Running out of places to move the goalposts to

The history of artificial intelligence is full of moved goalposts. For example, chess was long thought to be a holy grail of intelligence. A solution to chess would be the solution to intelligence itself. But then chess got solved, and it didn’t seem like intelligence had been achieved. It turned out that chess wasn’t all that important after all, and intelligence was still out of reach. Goalposts moved.

Moving the goalposts is often an accusation. It is perceived as dishonest, or a form of cheating. But it is an important part of science. Sometimes you find that the goalposts really are in the wrong place, and they need to be moved.

Where should the AI goalposts be moved now? That is becoming an increasingly difficult question.

When ChatGPT came to prominence in 2023, it was clear that the so-called “Turing test” had more or less been passed, and so the goalposts needed to be moved again. LLM technology at that time had a lot of obvious shortcomings, so there were lots of places to move the goalposts to. Lots of comments of the form “LLMs can never be intelligent because they can’t do X”, where X is some ad-hoc goal that has never been discussed before.

Some of these ad-hoc goals became popular memes. Look, ChatGPT can’t tell how many r’s are in the word “strawberry”, therefore it will never be truly intelligent. Some people thought this was a showstopper / mic drop / big deal. It wasn’t a big deal though. First, because it was a goal that nobody had ever cared about before. Second, because ChatGPT soon became able to do it. Whoops. Time to move the goalposts again.

For a while I had my own personal ad-hoc benchmark. A complicated coding task related to the Busy Beaver problem. [Warning: technical details ahead.] Check out the pseudocode from this paper for what is known as the “closed position set” method (CPS). Basically there is a todo pile and a seen pile; items from the todo pile are popped, processed, and added to seen; and when the todo pile is finished, the seen pile is recycled back into todo, repeating all this until nothing new is added to seen. This is all accomplished by nested while loops. If you hear that and think, that sounds like it will involve a catastrophic amount of deep data structure cloning, well, you’re right. I implemented the algorithm as-is in Rust and it was indeed catastrophically slow. I wanted to change it to track what would need to be updated after an item was processed. But it’s tricky to get it right, and a lot of work, and I never quite managed it.

I failed at it, but I took some comfort in the fact that ChatGPT couldn’t get it either. Over and over I tried to goad it into giving me working code, and it never did. I returned to it as new models came out. Tried it with DeepSeek too, nothing ever got it right. It can never be truly intelligent if it can’t figure this out.

Except, recently it did get it right. I think it was with “ChatGPT 5.1 Thinking”. I said, here’s some code, figure out how to eliminate the catastrophic cloning. And within a minute it came back with working code. Just like that. Substantially faster and totally correct according to my elaborate test suite. And then I pressed a little further and it came up with a bunch of other performance optimizations. Oh. Wow. Time to move the goalposts again. Uh, where to?

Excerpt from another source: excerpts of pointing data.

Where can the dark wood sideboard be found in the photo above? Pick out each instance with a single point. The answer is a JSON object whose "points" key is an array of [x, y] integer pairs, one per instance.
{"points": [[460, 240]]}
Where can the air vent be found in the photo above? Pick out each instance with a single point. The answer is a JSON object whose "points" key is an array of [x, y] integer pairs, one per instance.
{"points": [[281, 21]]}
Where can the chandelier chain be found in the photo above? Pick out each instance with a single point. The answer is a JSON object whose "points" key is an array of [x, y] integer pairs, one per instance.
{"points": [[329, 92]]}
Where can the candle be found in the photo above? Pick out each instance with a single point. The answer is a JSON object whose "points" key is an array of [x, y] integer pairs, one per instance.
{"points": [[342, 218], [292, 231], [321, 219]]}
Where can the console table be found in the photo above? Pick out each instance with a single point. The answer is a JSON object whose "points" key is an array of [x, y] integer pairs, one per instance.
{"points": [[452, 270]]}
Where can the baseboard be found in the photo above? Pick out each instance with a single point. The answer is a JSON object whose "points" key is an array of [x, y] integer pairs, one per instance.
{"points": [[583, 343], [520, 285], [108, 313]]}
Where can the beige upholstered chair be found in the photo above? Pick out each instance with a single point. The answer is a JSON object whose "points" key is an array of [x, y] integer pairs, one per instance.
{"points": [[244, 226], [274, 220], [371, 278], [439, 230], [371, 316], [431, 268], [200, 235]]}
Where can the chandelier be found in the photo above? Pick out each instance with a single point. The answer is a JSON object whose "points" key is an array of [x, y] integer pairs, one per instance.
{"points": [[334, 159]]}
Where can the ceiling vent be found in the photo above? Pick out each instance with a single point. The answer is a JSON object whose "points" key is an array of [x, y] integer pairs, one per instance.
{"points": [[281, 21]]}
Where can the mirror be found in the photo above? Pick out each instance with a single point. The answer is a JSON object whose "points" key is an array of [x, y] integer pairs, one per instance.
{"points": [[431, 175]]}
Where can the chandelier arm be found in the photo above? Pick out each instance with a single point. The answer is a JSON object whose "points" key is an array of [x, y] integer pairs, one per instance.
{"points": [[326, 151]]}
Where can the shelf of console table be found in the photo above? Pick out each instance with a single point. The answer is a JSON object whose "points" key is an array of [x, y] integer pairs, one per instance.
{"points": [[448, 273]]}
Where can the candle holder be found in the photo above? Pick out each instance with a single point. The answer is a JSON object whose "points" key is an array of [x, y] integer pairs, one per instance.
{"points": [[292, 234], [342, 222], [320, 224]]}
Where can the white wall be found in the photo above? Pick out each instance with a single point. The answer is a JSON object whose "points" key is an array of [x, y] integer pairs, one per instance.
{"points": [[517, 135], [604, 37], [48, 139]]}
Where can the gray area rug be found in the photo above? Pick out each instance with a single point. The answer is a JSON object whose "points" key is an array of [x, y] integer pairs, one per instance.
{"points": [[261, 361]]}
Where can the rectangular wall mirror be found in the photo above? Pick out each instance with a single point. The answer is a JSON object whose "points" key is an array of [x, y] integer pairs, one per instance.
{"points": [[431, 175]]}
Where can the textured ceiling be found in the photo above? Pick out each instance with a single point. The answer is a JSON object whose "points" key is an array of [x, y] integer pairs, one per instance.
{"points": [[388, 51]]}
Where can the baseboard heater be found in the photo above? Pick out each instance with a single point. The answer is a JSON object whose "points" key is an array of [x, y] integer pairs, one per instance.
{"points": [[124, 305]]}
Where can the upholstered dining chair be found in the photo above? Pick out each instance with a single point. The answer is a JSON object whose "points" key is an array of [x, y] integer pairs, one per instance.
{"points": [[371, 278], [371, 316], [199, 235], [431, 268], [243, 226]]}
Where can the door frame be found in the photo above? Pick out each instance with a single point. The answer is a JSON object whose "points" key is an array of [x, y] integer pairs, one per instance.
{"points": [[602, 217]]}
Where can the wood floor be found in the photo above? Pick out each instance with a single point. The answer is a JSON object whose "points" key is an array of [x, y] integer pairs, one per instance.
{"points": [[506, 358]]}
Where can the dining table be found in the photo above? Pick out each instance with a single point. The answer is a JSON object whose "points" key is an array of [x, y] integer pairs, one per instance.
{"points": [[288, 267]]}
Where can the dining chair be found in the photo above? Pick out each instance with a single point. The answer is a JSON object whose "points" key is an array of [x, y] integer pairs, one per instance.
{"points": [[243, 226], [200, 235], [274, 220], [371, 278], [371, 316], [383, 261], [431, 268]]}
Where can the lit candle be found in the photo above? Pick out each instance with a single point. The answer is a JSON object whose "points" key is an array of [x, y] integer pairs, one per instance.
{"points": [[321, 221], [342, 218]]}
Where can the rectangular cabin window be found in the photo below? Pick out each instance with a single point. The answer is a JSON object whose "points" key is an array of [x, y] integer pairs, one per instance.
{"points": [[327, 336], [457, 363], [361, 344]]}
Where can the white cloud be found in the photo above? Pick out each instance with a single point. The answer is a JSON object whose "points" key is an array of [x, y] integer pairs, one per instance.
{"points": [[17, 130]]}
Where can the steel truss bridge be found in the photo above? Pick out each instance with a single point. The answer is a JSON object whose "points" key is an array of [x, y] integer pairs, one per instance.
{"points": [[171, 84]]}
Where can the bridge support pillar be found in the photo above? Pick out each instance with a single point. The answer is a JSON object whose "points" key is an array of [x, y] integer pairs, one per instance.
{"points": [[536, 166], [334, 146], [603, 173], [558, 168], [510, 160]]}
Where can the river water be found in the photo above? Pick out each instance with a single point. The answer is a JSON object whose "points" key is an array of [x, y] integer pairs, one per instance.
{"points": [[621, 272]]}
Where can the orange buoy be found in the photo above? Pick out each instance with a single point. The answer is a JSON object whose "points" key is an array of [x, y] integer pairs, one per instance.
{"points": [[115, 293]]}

All that’s left is “AI can never come up with an original artistic / scientific idea”. Except, this is not true anymore. AI-generated music is really starting to hit, and of course original, compelling images have been old hat for a while now. What about original scientific ideas? Yes, that’s starting to happen too.

I’ll give another Busy Beaver example. The Busy Beaver problem is uncomputable, in the sense that there is no algorithm that can solve it outright. There is a variation known as the Beeping Busy Beaver. This problem is super-uncomputable, meaning that it would still be uncomputable even if there were a solution to the regular-uncomputable Busy Beaver. It is impossible to exaggerate how difficult this problem is from a theoretical perspective, and it is also incredibly difficult practically, even on small instances. There are various techniques for dealing with small instances of the Busy Beaver problem, and nobody has any idea how to get them to apply to the Beeping Busy Beaver.

Well, “ChatGPT 5.2 Thinking” was actually able to move the needle slightly. It proposed modifying the CPS method to maintain a state transition graph as the closed position set is constructed; then analyzing the graph afterwards to verify certain liveness conditions. TBH, I don’t understand the details very well. But the code mostly works. It has a good true positive rate and a surprisingly low false positive rate. Not perfect, but it is literally the best idea I have ever heard for how to deal with this problem. It is certainly not something that is just regurgitated from the training set. It is a full-blown original idea.

So given all this, where should the goalposts be moved to next? I don’t know if I’m competent to tell. AI seems to have caught up to my own intelligence even in those narrow domains where I have some expertise. What is there left that AI can’t do that I would be able to verify? But even ignoring that, what is the point of trying to move the goalposts anymore? AI capabilities are improving at such an incredible pace that people don’t even realize that the goalposts need to be moved again since the last time they moved them. Perhaps the time has come to stop moving the goalposts and simply conclude that artificial intelligence really has been achieved.